Sinner y Djokovic lideran una rebelión en el tenis y crece la amenaza de boicot a los Grand Slams

Las máximas figuras del circuito cuestionaron el reparto económico de los torneos más importantes del mundo y advirtieron que los jugadores podrían avanzar con medidas extremas si no reciben respuestas. El conflicto sacude al tenis internacional en plena temporada de Grand Slams.

El tenis mundial atraviesa uno de los momentos de mayor tensión institucional de los últimos años. Las principales figuras del circuito comenzaron a presionar públicamente a los organizadores de los Grand Slams por una distribución más equitativa de los ingresos y dejaron abierta la posibilidad de impulsar un boicot histórico a los torneos más prestigiosos del calendario.

El reclamo tomó fuerza en el Masters 1000 de Roma, donde el número uno del mundo, Jannik Sinner, y la máxima leyenda contemporánea del deporte, Novak Djokovic, se pusieron al frente de las críticas contra el actual sistema económico del tenis profesional.

La polémica comenzó tras el anuncio de aumentos en los premios económicos de Roland Garros para 2026, una decisión que los jugadores consideran insuficiente frente a los ingresos multimillonarios que generan los torneos. Según trascendió, un grupo de figuras del circuito masculino y femenino envió una carta formal a los cuatro Grand Slams reclamando una revisión profunda del reparto de ganancias y una mayor participación de los tenistas en las decisiones del negocio.

Sinner fue especialmente duro y aseguró que el problema ya no pasa solamente por el dinero, sino también por una cuestión de “respeto”. El italiano sostuvo que los jugadores sienten que aportan mucho más de lo que reciben y cuestionó la falta de respuestas concretas de parte de las organizaciones que manejan los torneos.

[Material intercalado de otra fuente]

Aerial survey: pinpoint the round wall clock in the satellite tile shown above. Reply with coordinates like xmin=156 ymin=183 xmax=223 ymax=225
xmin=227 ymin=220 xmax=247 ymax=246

Además, dejó abierta la posibilidad de medidas más fuertes en el futuro. “Sin jugadores no hay torneos”, advirtió el líder del ranking ATP, reflejando el clima de unidad que empieza a consolidarse entre las principales figuras del circuito.

Djokovic, histórico impulsor de mayores derechos para los jugadores, respaldó el movimiento y celebró que las nuevas generaciones estén dispuestas a enfrentar la estructura tradicional del tenis. Aunque aseguró que hoy observa el conflicto desde un lugar menos protagónico, dejó en claro que apoya plenamente una posición más fuerte de los tenistas dentro del negocio.

La presión también suma voces del circuito femenino. Aryna Sabalenka había advertido días atrás que un boicot a los Grand Slams “podría ocurrir en algún momento”, alimentando aún más la tensión previa a la gira europea sobre polvo de ladrillo.

El conflicto pone sobre la mesa un debate histórico dentro del tenis: el reparto desigual de los ingresos entre organizadores, federaciones y jugadores. Mientras otros deportes fortalecieron sindicatos y estructuras colectivas, el tenis continúa fragmentado y con menor capacidad de negociación institucional.

Sin embargo, la unión inédita entre las principales figuras del ranking podría modificar ese equilibrio y abrir una etapa de confrontación directa con los Grand Slams, justo cuando el circuito se prepara para disputar los torneos más importantes de la temporada.